"Annabell! Max geldi."
"Geliyorum." diye seslendim. Avucumdaki ağrı kesiciyi suyla birlikte yuttuktan sonra çantamı alıp aşağı indim. Merdivenleri inip teyzemin yanağına bir öpücücük kondurdum ve evden çıktım. Max bahçede ayakkabılarına bakarak beni bekliyordu. "Günaydın." dediğimde başını kaldırıp güldü "Günaydın." Sonra kaşlarını çattı "İyi misin? Yorgun görünüyorsun." Yürümeye başlarken "Uyuyamadım." dedim.
"Evet, ben de." Bir süre konuşmadan yürüdükten sonra Max konuşmaya başladı "Baksana, şu Jane.."
"Ne olmuş Jane'e?"
"Sevgilisi falan var mı?" Kaşlarımı kaldırıp gülerek ona bakmaya başladım. Kaşlarını hafifçe çattı "Bana öyle bakma."
Güldüm "Tamam, tamam. Bildiğim kadarıyla yok." Dalga geçerim diye bir şey söylemekten çekindiğini biliyordum. O yüzden söze ben başladım "İstersen numarasını verebilirim. Ya da dışarda bir şeyler ayarlayabilirim falan?"
"Olabilir, evet." Konuyu değiştirdi "Baksana, Chris'le senin aranda benim bilmediğim bir şey mi var?"
Kaşlarımı çattım "Nereden çıktı şimdi bu?"
Omuz silkti "Bilmem, sana bakışları farklı gibiydi. Ben de düşündüm ki belki de.."
"Olsaydı sana söyleyeceğimi biliyorsun Max."
"Biliyorum ama son birkaç haftadır garipsin. Mesafeli gibi.." Nefes aldı "Her neyse. İyi çocuk ama, sevdim."
Güldüm "Jane'i daha çok sevmişsin ama."
"Diline düştüm değil mi? Hiç susmayacaksın."
"Asla." derken gülmeye devam ettim. Okula girerken Max "Eric hakkında ne düşünüyorsun?" dedi. Omuz silkme sırası bendeydi "İyi biri."
"Fazla iyi."
"Nasıl yani?"
"Sürekli güldüğünü fark ettin mi?"
"Gülmek kötü bir şey değil."
"Evet, ama fazla olunca yapmacık duruyor."
"Max!" Birinin Max'e seslenmesiyle merdivenlerde durduk. Takımdan biriydi "Koç antremana çağırıyor." Max bıkkın bir sesle "İlk dersten mi?" dedi. Çocuk onaylayınca bana döndü "Sonra konuşuruz."
"Tamam, iyi koşmalar."
Güldü "Sana da iyi uykular."
"Beni kendinle karıştırma." dediğimde kahkaha atarak uzaklaştı. Max derslerin %95'ini uyuyarak geçirirdi.
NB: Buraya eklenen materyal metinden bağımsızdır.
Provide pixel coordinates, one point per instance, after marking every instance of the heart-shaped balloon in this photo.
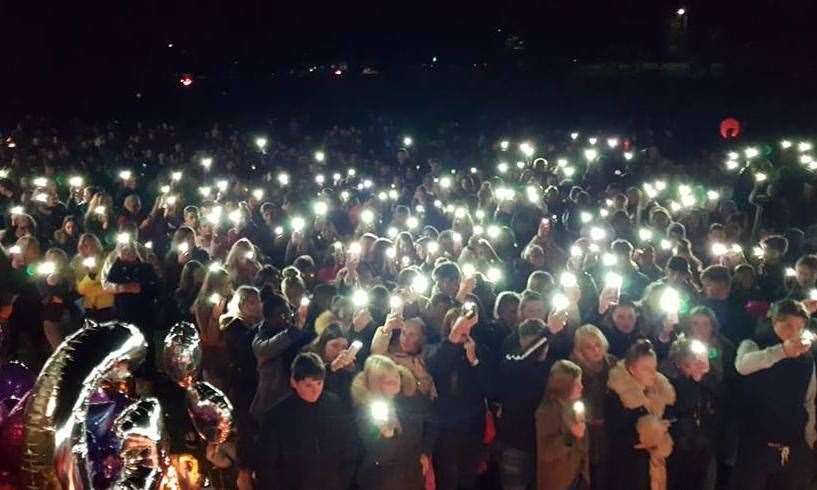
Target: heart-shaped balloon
(181, 356)
(15, 380)
(211, 412)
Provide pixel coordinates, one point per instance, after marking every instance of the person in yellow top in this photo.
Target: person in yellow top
(87, 264)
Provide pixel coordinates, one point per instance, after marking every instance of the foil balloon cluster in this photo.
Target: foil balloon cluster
(16, 381)
(210, 410)
(181, 355)
(143, 446)
(55, 449)
(103, 445)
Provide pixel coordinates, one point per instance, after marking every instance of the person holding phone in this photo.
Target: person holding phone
(339, 356)
(562, 459)
(463, 376)
(404, 342)
(275, 344)
(306, 440)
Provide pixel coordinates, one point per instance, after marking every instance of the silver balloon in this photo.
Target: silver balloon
(54, 448)
(211, 412)
(140, 429)
(181, 356)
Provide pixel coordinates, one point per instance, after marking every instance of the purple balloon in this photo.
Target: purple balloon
(103, 446)
(15, 380)
(11, 437)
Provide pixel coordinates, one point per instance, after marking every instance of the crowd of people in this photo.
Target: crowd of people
(569, 311)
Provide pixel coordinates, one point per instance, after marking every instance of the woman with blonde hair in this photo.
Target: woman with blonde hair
(394, 428)
(207, 308)
(87, 265)
(242, 262)
(56, 288)
(238, 325)
(590, 353)
(99, 218)
(639, 442)
(561, 440)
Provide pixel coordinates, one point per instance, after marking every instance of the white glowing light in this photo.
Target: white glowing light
(719, 249)
(360, 298)
(494, 274)
(123, 238)
(527, 149)
(697, 347)
(379, 411)
(420, 284)
(46, 268)
(568, 280)
(560, 302)
(613, 280)
(670, 301)
(320, 208)
(298, 224)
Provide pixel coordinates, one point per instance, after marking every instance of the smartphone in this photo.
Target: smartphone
(355, 347)
(470, 309)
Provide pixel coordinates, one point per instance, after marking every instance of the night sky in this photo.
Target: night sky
(67, 49)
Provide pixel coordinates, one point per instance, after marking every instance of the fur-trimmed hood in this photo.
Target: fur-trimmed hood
(633, 395)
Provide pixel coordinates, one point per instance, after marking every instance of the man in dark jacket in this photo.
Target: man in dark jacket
(779, 384)
(520, 387)
(275, 345)
(462, 374)
(307, 440)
Sınavlardan önce de beni onu çalıştırmam için ikna ederdi. Sınıfa girip ön sıralardan birine oturdum. Çantamı yere koyarken yan sıralardan birine oturan Eric'le göz göze geldim. Hafif bir şekilde tebessüm ettikten sonra önüme döndüm. Max de Chris gibi Eric'den şüpheleniyordu. Chris'in düşünceleri daha farklıydı tabi ama ikisi de aynı kapıya çıkıyordu; Yapmacıklık. Başta Chris'in her zaman ki paranoyaklıklarından biri olduğunu düşünmüştüm ama Max de mi paranoyaktı yani?
"Pekala gençler, sınavlarınızı okudum ama pek memnun kaldığımı söyleyemem." Bayan Green sınavları okurken kalemimle oynamaya başladım. En yüksek notu ben almıştım. Bayan Green notumu okurken harika olduğumu, bu notu almama hiç şaşırmadığını söyledi. Onu dinliyormuş gibi görünüyordum ama aslında aklım başka bir yerdeydi. Daha doğrusu salaklığıma kızmakla meşguldüm. Annemi aramam gerekirken oturmuş Eric'in samimi olup olmadığını düşünüyordum. Kendime küfürler yağdırırken zil çaldı. Çantamı alıp kendimi dışarı attım. Okuldan çıkıp sığınağa gidebilirdim. Böylece herkes bu konuda ne düşündüğünü söyleyebilirdi değil mi?
![](https://img.wattpad.com/cover/11858047-288-k253142.jpg)
ŞİMDİ OKUDUĞUN
Magical Secrets
Paranormal12 yıl önce annesi tarafından teyzesine bırakılan Annabell sakin bir şekilde hayatına devam etmektedir. Ta ki kafasının içinde konuşmaya başlayan kişiyi duyana kadar. Git gide delirmeye başladığını düşündüğü anda aslında hiç de sandığı gibi biri olm...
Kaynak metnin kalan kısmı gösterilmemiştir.